Compared to experiments, simulations offer greater convenience and flexibility in modeling complicated geometries and flow conditions, as well as providing a more intuitive representation of the heat transfer process within the fracture. The effects of fracture geometry parameters and surface roughness remain a difficult and focal issue in numerical simulations [17]. The roughness of the fracture walls was commonly described by joint roughness coefficient (JRC) curves [18,19] or geometric parameters with certain mathematical rules [20,21,22]. However, the study of both the JRC and roughness elements was mainly limited to two-dimensional (2D) models [23]. With the understanding of the anisotropic nature of heat transfer in fractures [24], three-dimensional (3D) models were also constructed in some simulations.

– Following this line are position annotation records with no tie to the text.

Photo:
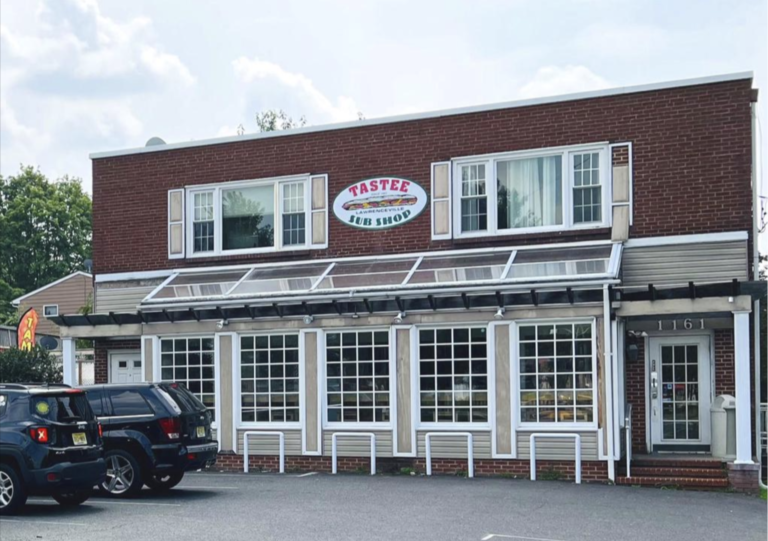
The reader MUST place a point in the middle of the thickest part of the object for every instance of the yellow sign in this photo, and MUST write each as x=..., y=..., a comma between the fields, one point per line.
x=26, y=330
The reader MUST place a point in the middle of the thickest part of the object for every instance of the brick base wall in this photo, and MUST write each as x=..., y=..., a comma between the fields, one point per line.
x=566, y=470
x=101, y=356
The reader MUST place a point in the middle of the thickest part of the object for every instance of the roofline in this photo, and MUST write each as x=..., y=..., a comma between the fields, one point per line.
x=16, y=302
x=618, y=91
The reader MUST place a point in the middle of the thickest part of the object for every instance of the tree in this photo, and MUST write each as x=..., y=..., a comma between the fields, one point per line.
x=45, y=233
x=277, y=119
x=34, y=366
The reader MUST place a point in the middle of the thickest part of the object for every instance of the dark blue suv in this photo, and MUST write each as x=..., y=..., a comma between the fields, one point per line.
x=50, y=444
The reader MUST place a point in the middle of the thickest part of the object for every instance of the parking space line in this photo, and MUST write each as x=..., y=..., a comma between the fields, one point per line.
x=522, y=538
x=51, y=522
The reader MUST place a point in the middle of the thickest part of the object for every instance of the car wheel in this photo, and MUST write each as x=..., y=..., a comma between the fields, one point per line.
x=72, y=499
x=12, y=493
x=160, y=482
x=124, y=479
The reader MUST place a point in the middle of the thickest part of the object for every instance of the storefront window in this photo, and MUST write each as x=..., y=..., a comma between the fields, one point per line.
x=269, y=378
x=453, y=375
x=357, y=376
x=556, y=373
x=190, y=361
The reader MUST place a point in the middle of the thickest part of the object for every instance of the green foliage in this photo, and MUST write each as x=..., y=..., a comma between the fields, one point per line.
x=45, y=233
x=277, y=119
x=35, y=366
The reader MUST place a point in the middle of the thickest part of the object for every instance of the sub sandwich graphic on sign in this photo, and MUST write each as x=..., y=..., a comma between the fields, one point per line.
x=380, y=203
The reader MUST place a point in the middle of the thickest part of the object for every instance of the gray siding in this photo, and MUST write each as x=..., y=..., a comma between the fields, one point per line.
x=681, y=263
x=451, y=446
x=557, y=449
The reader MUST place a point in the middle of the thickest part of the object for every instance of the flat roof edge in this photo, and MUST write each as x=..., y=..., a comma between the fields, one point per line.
x=618, y=91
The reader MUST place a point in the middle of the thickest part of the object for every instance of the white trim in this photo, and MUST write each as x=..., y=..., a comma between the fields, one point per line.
x=433, y=114
x=687, y=239
x=17, y=301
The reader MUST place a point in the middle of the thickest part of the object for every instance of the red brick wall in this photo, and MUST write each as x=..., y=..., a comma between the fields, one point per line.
x=690, y=144
x=725, y=382
x=590, y=471
x=101, y=356
x=635, y=390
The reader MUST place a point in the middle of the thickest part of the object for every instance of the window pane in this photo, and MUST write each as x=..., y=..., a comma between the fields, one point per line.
x=365, y=398
x=248, y=217
x=530, y=192
x=462, y=398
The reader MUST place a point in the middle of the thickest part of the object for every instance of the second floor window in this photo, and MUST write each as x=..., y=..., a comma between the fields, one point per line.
x=247, y=217
x=528, y=192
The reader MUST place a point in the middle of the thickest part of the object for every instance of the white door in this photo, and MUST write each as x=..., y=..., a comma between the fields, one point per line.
x=125, y=367
x=680, y=387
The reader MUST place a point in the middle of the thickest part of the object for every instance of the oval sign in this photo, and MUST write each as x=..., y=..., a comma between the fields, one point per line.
x=380, y=203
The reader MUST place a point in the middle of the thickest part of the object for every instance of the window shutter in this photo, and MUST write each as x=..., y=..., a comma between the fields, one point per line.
x=175, y=224
x=319, y=211
x=441, y=200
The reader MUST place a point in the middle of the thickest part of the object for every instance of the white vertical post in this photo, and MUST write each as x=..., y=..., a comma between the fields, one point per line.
x=69, y=350
x=741, y=345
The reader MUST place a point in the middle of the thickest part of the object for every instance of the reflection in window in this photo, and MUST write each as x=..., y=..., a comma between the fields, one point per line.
x=556, y=373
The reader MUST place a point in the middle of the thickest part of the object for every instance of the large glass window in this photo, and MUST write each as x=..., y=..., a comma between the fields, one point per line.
x=453, y=375
x=357, y=376
x=190, y=361
x=556, y=373
x=269, y=378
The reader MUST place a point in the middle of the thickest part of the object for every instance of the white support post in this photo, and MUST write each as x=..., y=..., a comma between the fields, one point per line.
x=369, y=435
x=741, y=344
x=577, y=441
x=69, y=353
x=470, y=449
x=281, y=437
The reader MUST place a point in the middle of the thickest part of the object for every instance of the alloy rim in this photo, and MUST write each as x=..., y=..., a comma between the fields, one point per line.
x=6, y=489
x=120, y=475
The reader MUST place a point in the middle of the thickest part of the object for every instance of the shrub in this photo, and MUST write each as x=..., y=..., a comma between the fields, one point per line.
x=35, y=366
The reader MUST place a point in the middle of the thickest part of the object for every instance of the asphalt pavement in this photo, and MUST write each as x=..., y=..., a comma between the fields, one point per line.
x=267, y=507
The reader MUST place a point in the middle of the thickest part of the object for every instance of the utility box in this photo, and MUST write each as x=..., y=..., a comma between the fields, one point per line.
x=723, y=414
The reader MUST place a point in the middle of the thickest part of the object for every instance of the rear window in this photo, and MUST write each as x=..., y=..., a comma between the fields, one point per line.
x=129, y=402
x=182, y=398
x=62, y=408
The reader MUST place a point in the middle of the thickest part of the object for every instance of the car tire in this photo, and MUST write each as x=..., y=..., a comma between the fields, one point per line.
x=162, y=482
x=124, y=475
x=13, y=495
x=72, y=499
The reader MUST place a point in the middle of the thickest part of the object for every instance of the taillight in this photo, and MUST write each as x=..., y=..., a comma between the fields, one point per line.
x=39, y=434
x=171, y=426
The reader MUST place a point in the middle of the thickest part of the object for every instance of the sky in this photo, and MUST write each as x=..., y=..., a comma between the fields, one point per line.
x=81, y=76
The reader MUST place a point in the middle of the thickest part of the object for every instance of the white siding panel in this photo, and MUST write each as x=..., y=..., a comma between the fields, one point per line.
x=452, y=446
x=557, y=449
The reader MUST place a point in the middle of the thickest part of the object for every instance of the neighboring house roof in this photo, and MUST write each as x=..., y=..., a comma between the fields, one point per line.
x=17, y=301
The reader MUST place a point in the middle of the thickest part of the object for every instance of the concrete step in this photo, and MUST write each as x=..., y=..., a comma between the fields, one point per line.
x=674, y=482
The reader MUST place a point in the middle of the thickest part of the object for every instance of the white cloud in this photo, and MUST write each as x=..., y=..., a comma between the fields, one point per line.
x=555, y=80
x=292, y=91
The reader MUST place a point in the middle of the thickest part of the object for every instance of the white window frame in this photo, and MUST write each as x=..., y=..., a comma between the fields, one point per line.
x=490, y=367
x=515, y=371
x=278, y=184
x=238, y=393
x=323, y=379
x=566, y=153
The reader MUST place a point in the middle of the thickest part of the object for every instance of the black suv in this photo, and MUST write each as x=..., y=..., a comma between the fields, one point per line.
x=153, y=433
x=50, y=445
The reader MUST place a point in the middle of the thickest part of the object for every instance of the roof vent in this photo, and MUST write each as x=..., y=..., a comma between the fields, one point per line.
x=154, y=141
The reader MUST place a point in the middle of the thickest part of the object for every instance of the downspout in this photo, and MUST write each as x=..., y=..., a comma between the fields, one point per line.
x=609, y=387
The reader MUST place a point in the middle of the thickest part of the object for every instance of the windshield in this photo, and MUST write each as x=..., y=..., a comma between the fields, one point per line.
x=62, y=408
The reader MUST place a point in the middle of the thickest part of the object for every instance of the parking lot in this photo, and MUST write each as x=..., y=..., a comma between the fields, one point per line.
x=269, y=507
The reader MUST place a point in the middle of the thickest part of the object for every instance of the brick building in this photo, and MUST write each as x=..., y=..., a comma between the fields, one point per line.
x=537, y=267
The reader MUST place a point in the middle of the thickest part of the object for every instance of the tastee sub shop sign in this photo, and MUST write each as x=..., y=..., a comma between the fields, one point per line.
x=380, y=203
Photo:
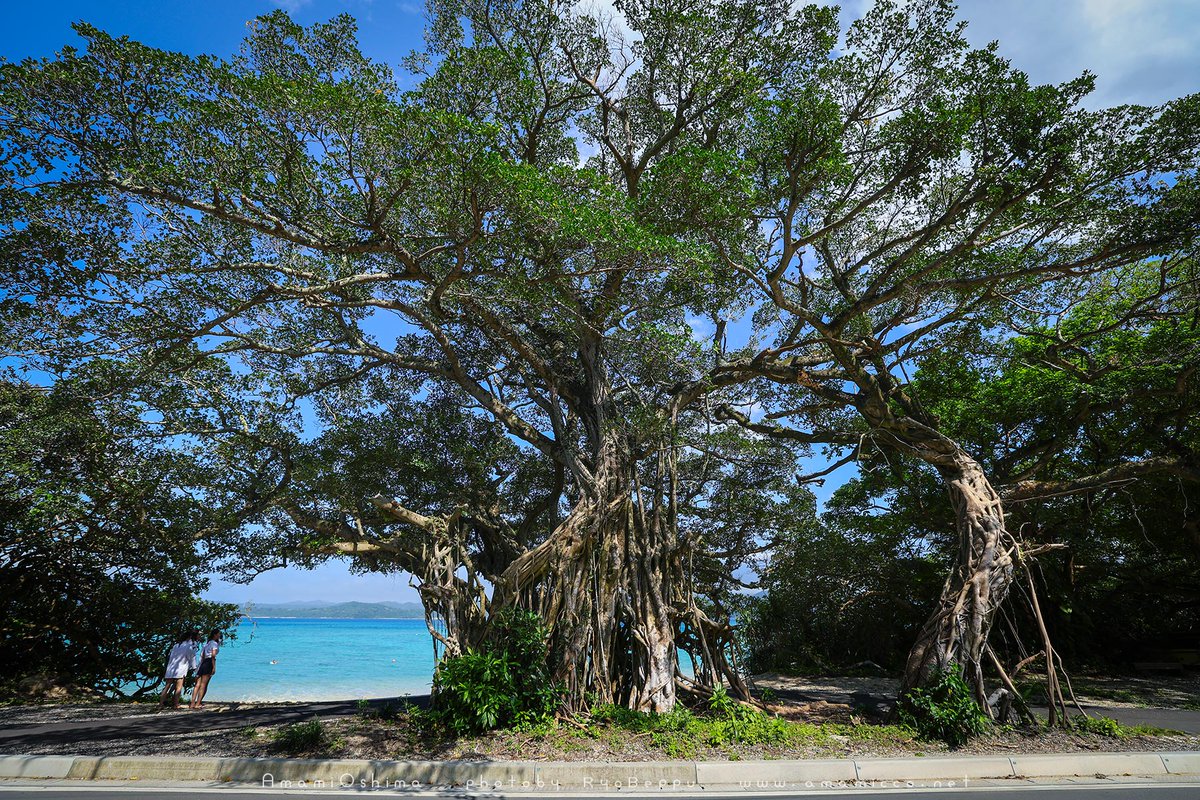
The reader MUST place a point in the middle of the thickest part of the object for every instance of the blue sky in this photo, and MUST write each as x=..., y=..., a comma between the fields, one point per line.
x=1143, y=52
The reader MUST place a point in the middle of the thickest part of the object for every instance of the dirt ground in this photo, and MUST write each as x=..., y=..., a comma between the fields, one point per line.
x=838, y=717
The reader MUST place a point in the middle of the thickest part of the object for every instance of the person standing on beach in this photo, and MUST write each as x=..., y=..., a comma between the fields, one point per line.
x=208, y=667
x=180, y=661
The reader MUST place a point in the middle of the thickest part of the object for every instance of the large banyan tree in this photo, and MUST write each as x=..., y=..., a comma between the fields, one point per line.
x=508, y=294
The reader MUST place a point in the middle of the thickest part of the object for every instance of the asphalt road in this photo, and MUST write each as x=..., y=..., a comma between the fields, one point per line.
x=1122, y=792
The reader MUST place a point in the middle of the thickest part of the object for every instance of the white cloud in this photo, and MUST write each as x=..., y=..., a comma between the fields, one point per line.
x=1141, y=50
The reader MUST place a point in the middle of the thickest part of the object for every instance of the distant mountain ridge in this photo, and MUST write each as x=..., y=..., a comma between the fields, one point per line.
x=352, y=609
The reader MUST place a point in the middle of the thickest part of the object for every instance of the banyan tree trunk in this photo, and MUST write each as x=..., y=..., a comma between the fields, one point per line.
x=599, y=584
x=958, y=630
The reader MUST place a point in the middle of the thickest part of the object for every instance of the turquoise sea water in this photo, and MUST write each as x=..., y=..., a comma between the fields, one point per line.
x=324, y=659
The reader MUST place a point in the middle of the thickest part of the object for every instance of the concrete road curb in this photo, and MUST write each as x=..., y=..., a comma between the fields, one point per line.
x=599, y=775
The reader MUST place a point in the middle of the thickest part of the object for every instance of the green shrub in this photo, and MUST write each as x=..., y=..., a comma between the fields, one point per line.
x=946, y=710
x=1114, y=729
x=504, y=684
x=303, y=737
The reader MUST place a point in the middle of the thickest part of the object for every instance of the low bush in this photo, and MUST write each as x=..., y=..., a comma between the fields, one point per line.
x=502, y=685
x=945, y=711
x=1114, y=729
x=304, y=737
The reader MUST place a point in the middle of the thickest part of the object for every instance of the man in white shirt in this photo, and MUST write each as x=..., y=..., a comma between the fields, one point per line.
x=180, y=660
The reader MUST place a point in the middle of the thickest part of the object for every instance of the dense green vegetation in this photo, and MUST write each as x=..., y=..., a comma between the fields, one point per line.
x=99, y=565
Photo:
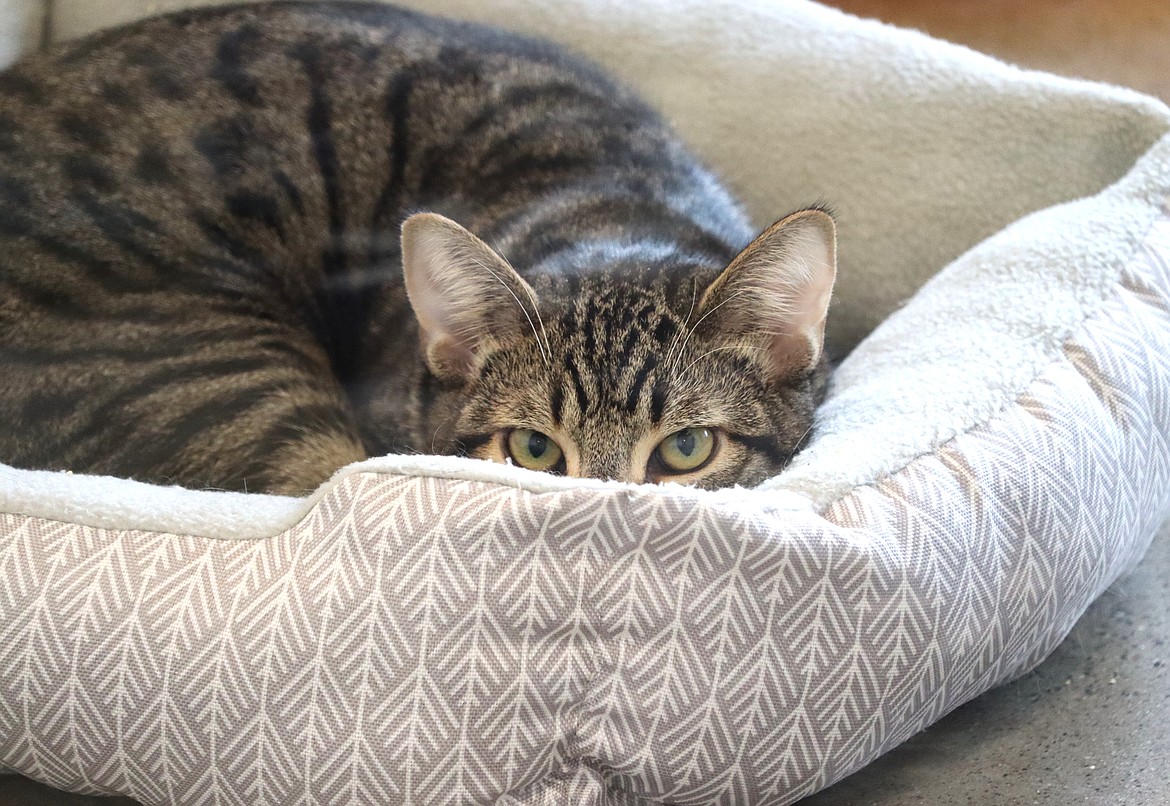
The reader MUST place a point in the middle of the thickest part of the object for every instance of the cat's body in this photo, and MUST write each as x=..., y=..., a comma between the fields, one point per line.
x=201, y=275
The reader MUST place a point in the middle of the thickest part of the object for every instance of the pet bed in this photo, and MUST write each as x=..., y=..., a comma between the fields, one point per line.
x=993, y=453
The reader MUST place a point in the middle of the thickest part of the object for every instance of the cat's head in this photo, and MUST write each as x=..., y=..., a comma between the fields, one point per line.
x=616, y=379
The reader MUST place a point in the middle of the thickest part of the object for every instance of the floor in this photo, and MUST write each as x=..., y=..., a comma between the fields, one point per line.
x=1092, y=724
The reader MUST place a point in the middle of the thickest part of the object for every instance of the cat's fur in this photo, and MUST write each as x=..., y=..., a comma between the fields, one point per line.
x=201, y=276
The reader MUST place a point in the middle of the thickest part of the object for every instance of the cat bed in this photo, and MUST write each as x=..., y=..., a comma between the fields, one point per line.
x=993, y=453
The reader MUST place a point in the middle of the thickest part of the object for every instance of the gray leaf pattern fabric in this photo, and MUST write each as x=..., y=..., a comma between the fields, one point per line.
x=419, y=640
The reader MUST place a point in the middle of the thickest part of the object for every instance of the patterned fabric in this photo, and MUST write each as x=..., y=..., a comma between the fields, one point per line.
x=418, y=640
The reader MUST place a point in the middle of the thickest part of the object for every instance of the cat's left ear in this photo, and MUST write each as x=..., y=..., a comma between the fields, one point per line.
x=773, y=297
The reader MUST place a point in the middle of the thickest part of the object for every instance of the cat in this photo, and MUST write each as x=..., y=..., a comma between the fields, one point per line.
x=236, y=252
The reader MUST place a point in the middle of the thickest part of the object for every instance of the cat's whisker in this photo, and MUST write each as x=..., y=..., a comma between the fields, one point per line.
x=545, y=352
x=740, y=346
x=692, y=330
x=686, y=323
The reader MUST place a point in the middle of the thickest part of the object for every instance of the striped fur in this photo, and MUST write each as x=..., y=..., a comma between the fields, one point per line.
x=200, y=264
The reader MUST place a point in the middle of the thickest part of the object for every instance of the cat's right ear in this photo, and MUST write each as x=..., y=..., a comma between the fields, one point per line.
x=466, y=297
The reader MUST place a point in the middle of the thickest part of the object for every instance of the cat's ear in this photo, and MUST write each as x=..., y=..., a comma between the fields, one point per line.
x=772, y=298
x=465, y=295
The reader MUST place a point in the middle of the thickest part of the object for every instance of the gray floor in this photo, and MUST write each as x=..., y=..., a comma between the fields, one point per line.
x=1091, y=725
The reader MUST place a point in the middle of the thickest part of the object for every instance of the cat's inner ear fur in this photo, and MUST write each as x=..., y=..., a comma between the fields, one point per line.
x=466, y=297
x=772, y=298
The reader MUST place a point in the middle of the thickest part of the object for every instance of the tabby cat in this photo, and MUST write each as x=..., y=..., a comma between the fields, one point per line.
x=229, y=259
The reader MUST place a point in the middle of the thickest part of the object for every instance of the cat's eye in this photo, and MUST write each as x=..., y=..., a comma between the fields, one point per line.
x=687, y=449
x=534, y=450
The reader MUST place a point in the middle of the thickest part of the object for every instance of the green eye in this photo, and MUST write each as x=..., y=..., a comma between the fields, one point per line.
x=532, y=449
x=687, y=449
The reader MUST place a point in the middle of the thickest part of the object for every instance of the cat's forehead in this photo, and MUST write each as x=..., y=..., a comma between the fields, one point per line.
x=618, y=317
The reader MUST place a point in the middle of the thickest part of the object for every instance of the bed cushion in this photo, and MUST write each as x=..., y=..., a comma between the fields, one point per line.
x=993, y=453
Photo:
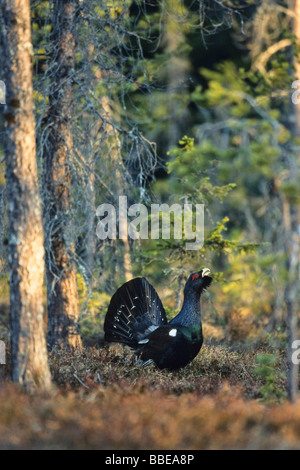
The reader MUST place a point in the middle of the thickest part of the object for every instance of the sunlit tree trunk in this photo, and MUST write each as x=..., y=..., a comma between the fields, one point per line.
x=25, y=240
x=63, y=309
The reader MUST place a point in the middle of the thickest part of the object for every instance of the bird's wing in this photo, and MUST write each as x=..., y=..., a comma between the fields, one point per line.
x=135, y=310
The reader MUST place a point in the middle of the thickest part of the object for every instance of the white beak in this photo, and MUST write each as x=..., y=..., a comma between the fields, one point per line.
x=205, y=272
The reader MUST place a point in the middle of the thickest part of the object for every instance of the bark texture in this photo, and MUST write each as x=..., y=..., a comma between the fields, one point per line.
x=63, y=310
x=26, y=241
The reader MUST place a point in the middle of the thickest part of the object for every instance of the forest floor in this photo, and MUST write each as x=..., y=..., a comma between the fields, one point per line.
x=102, y=400
x=232, y=396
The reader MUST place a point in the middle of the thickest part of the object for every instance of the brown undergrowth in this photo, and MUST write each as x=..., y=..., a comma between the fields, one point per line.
x=102, y=400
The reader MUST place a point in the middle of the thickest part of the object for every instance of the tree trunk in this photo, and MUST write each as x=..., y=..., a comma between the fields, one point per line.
x=119, y=186
x=63, y=309
x=291, y=214
x=25, y=241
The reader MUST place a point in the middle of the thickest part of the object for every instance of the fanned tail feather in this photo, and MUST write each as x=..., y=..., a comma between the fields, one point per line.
x=135, y=310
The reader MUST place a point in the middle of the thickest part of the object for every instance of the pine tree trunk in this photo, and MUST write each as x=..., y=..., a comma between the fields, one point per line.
x=26, y=251
x=63, y=309
x=119, y=186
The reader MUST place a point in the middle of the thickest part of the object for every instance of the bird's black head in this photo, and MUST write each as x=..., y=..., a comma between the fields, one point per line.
x=199, y=281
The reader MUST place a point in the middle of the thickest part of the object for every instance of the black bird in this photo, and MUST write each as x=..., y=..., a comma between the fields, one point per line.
x=136, y=317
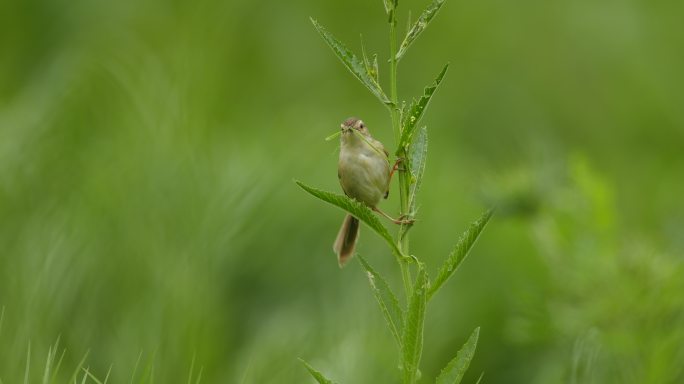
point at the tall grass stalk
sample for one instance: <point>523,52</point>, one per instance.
<point>406,323</point>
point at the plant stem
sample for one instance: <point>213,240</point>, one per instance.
<point>396,127</point>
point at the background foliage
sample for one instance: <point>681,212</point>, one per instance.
<point>147,209</point>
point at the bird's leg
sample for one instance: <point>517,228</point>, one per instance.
<point>396,167</point>
<point>399,221</point>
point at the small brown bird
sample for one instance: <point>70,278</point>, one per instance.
<point>365,173</point>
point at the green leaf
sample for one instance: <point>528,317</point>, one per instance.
<point>479,378</point>
<point>371,67</point>
<point>414,112</point>
<point>417,159</point>
<point>357,209</point>
<point>454,371</point>
<point>412,338</point>
<point>419,26</point>
<point>389,305</point>
<point>316,375</point>
<point>460,251</point>
<point>390,5</point>
<point>353,63</point>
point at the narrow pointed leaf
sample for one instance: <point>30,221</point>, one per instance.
<point>357,209</point>
<point>316,375</point>
<point>415,111</point>
<point>371,67</point>
<point>417,159</point>
<point>412,338</point>
<point>460,251</point>
<point>389,305</point>
<point>375,68</point>
<point>454,371</point>
<point>419,26</point>
<point>352,62</point>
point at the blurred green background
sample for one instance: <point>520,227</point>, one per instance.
<point>147,209</point>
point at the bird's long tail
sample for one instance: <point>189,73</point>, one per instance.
<point>346,239</point>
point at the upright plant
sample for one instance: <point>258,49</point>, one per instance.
<point>405,323</point>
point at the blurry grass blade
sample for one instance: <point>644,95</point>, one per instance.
<point>389,5</point>
<point>355,208</point>
<point>459,253</point>
<point>417,159</point>
<point>28,364</point>
<point>316,375</point>
<point>415,110</point>
<point>88,374</point>
<point>135,367</point>
<point>48,363</point>
<point>454,371</point>
<point>412,338</point>
<point>199,376</point>
<point>78,367</point>
<point>389,305</point>
<point>353,64</point>
<point>58,366</point>
<point>109,371</point>
<point>419,26</point>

He et al. [25] proposed a morphology condition factor to account for the effect of surface roughness on heat transfer intensity. However, fractures with heterogeneous apertures were constructed in their subsequent simulations [26]. Chen et al. [5] developed an empirical model to describe the relationship between the normalized heat transfer coefficient and the hydraulic aperture. Moreover, in integrated studies and analysis, a formula for the calculation of the overall heat transfer coefficient (OHTC) was proposed or improved to evaluate the heat transfer ability between the fluid and rock within an entire fracture [10,27,28]. The approximate value of the OHTC calculated by Shaik et al. is around 900 W/(m²·K) [23]. Zhao et al. [29] developed analytical solutions for convective heat transfer on the assumption of a flat plate for a single fracture. He et al. [26] studied the heat transfer coefficient by solving the temperature distribution of a cylindrical rock sample in the form of an integral function. According to the numerical results of Zhang et al. [30], the overall Nusselt number (Nu) obtained was larger in roughness fractures with a larger Reynolds number (Re), due to the disturbance effect of boundary layer development. Although the impact of fracture geometric dimensions and surface morphology characteristics has been further demonstrated through numerical investigations [25], the effect of the coupling of these two factors on the fluid and heat transfer characteristics remains uncertain.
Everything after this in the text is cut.